JG: Open Science is reality, although not to the same degree in all fields. I think the significance of Open Science for scientific progress will increase even more. An important point in this context is the role of Open Science contributions in application and promotion processes. Higher education policy needs to reflect more on this and we as scientists must also change our attitudes. In economics at least we reduce research output to journal publications. I believe that’s already an anachronism. Someone who has developed and curates a dataset which is used in thousands of papers obviously makes a scientific contribution. It’s not obvious to me why such people should have to justify themselves compared to someone who has published an article in American Economic Review that has been cited ten times in three years. Science generally takes place and communicates today in many channels. Our research evaluation is still very much focused on journal publications as the undisputed main channel. I am optimistic that this will change in the future, although it may require a nudge from higher education policy.
What also matters to me is the “decommercialising” of data, especially in the area of business. Right now we have the paradox situation that companies are legally obliged to provide comprehensive financial data. The obligation and the right to disseminate these data has been transferred by the Federal Ministry of Justice to a private publisher. The consequence is that scientific use of these data is only possible if you buy a commercial licence and the ministry itself must hand over much money to buy back the data of their companies from a commercial data provider. Such commercial property rights inhibit science and are poison for scientific inclusiveness. My hope is that institutions such as the German Data Forum and the newly established National Research Data Infrastructure will increase their activities in this field and cooperate with the legislative powers to develop wise regulations that protect the individual right to informational autonomy on the one hand, but also make the public data stock available for Open Science projects on the other.
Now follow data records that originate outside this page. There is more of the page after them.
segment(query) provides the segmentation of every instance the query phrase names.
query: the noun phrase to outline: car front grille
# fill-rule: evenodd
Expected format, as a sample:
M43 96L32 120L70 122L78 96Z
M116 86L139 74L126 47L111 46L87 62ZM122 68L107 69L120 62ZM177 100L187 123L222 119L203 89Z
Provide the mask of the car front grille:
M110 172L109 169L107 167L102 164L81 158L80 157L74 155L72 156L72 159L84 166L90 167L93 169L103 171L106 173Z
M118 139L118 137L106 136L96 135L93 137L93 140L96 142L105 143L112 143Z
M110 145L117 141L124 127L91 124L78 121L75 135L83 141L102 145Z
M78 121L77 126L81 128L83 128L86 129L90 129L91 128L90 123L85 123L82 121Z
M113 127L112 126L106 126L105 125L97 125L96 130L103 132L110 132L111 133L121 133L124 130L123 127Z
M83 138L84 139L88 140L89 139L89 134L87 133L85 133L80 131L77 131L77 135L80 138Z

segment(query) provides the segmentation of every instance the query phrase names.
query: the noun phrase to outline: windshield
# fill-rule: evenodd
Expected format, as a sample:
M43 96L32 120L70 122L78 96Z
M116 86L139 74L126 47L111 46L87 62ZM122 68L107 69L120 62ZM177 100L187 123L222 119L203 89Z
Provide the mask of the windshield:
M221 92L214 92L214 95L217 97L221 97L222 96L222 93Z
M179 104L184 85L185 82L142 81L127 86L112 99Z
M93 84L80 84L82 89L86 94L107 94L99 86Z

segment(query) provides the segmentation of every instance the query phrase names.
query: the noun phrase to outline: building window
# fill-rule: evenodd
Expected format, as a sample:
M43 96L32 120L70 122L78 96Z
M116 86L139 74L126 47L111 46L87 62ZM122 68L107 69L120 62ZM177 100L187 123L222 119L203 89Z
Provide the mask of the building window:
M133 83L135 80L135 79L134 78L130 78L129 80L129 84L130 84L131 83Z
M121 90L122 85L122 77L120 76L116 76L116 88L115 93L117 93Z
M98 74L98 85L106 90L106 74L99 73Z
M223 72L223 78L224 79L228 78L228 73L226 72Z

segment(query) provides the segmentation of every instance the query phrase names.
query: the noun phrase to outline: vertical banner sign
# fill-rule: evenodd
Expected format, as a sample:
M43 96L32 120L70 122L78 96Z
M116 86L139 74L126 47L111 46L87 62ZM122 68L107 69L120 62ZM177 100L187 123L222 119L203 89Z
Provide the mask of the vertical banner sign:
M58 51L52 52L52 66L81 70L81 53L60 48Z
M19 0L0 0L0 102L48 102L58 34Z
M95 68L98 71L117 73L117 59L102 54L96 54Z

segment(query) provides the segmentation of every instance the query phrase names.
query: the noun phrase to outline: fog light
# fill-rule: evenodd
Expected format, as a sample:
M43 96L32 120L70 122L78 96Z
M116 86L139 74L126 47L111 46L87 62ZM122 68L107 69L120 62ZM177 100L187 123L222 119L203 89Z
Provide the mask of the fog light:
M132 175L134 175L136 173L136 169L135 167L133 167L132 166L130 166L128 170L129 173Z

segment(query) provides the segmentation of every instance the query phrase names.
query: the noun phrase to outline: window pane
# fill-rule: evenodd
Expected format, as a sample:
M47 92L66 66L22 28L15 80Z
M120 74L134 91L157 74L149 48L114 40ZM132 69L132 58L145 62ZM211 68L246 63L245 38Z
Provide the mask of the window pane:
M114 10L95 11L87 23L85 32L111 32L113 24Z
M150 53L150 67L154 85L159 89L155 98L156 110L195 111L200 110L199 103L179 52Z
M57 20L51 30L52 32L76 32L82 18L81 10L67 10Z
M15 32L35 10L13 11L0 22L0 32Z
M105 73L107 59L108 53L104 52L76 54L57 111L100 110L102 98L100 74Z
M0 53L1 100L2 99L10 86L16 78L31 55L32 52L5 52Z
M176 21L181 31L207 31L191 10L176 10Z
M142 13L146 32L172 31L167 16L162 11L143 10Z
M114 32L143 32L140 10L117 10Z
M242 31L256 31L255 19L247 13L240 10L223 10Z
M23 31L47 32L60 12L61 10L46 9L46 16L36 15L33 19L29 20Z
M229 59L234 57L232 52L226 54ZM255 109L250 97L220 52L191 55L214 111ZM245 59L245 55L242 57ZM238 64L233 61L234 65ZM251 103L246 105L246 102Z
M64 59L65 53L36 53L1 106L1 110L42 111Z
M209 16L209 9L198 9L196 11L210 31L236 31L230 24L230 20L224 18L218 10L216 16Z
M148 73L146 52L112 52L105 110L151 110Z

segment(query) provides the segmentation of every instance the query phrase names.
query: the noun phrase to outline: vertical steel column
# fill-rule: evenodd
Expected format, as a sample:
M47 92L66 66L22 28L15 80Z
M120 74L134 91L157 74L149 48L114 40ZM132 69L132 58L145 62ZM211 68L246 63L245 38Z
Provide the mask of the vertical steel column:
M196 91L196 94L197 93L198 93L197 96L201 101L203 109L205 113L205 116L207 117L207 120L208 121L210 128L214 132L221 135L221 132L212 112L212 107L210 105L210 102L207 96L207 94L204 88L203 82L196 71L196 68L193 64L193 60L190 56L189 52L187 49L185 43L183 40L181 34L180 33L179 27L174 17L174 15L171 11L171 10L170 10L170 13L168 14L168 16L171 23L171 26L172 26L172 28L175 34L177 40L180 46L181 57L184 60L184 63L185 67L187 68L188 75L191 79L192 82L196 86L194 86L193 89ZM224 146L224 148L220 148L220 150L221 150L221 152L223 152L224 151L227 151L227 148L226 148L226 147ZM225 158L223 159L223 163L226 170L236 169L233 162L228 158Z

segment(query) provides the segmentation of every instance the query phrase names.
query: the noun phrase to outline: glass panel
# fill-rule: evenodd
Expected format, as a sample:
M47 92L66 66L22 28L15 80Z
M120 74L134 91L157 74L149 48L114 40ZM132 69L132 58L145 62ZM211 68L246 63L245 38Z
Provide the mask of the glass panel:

Dr Doreen Siegfried asked the questions.
About Professor Joachim Gassen
Professor Joachim Gassen has been professor of accounting and auditing at Humboldt University in Berlin since 2006. Since 2019, he has also been Distinguished Affiliated Professor at European School of Management and Technology in Berlin. He is deputy speaker of the transregional Collaborative Research Centre TRR 266 “Accounting for Transparency”. A team of more than 100 researchers studies how accounting and taxation affect the transparency of companies and what the effects on the economy and society are. In this alliance Joachim Gassen heads the Open Science Data Center which aims to contribute with concrete projects to making economic research more transparent, more cooperative and more inclusive. Joachim Gassen offers courses in Open Science methodology for the PhD programmes of the German Academic Association for Business Research.